Texto y fotos de Juan Domingo Urbano
Cúmulos, estratos, cirros y nimbos, son los nombres que se da a la formación de agua y gases que apreciamos en el cielo. ¡Algo tienen las nubes! No hay experiencia más sublime, convengamos, que tenderse en el pasto a mirar esas masas blancas –ovejas, algodones, espuma, fantasmas, brochazos– avanzando allá muy lejos. Para los que han tenido la oportunidad de volar en avión, de seguro les habrá sorprendido al traspasar el colchón de nubes, encontrarse siempre sobre la superficie y sin importar incluso que abajo esté nublado, con un sol radiante. El cielo es sorprendente. Ni hablar de la Tierra. Porque si la geografía es el pasado –que lo digan las montañas– las nubes corresponden al presente. Y hasta me animo a decir que, en ocasiones, lo que imaginamos o proyectamos como el futuro, ya parece estar anunciado en clave sobre nuestras cabezas. ¿El destino en el cielo? Antigua tarea esa, practicada por los mayas, los griegos y por los niños. Nuestros ojos vueltos hacia la altura, ganan su momento de contemplación a ese bien tan preciado que es el tiempo, reconociendo lo diminutos que somos ante tamaña dimensión del mundo… ¡Como un océano invertido!

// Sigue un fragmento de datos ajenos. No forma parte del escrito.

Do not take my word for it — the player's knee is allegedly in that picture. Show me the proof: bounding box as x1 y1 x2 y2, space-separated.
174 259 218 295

Así se llama la última crónica de Roberto Arlt. La escribió por anticipado (como lo hizo desde su primer día en el diario El Mundo en 1928 hasta 1942), lo que permitió a su editor publicarla de manera póstuma el 27 de julio. Las prensas no debían detenerse. Sus lectores no pudieron brindarle un mejor homenaje que leerlo mientras lo velaban. La crónica es sencilla, y refiere al caso, excepcional para Arlt (de ahí que lo comente), de un inmigrante, hijo de zapatero, que fue poeta y taxista en Manhattan, y que justo el ’42 publicó el libro “Geografía de la mente”, llamando la atención de los críticos y la beca Guggenheim. Su nombre George Zabriskie. Escribe Arlt: “Los días transcurrían entre sus manos y conducía su automóvil por los desfiladeros de sombras que son las calles de Nueva York, mirando con la mirada a veces vacía el perfil de los rascacielos que en la altura próxima del cielo tienen un tono de canela rosada (…). Cuando doblaba la cabeza hacia arriba, millares y millares de ventanas de los rascacielos parecían que iban a desplomarse sobre sus ojos, y entonces pensaba en los bosques que aún subsisten en las llanuras quebradas, en los ríos que serpentean ociosos entre los prados esmaltados”.
Vuelvo otra vez sobre esto de las nubes, y recuerdo la descripción de Piglia, referida por terceros, que cuenta cómo cuando murió Arlt debieron sacar su ataúd amarrado con poleas por la ventana de su pensión, y que esa imagen suya, sostenida sobre el cielo de Buenos Aires, es el lugar, pontifica Piglia, que ocupa Arlt en la literatura argentina hasta nuestros días, y blá, blá, blá. Entonces me remito a la reflexión de Vila-Matas, también sin confirmar, que la nieve sería muy monótona si Dios no hubiera creado los cuervos. Luego extiende la imagen para hacer una analogía con la escritura –era que no– y habla de la página en blanco, la hoja que como una aventura es enfrentada por los escritores, mientras los tenebrosos cuervos negros los acechan. Miro, precisamente en este instante, mientras anoto en mi libreta, el avance de unas nubes desperdigadas allá muy lejos. Su blanco es la hoja donde escribo. Y me digo que la aventura no puede terminar. Suscribiendo de paso a Bolaño citando a Breton, pero intencionadamente refiriéndose a Nicanor Parra, con eso de que la hora de sentar cabeza no llegará jamás. Y todo eso sé, o quiero creerlo, se encuentra escrito en el cielo.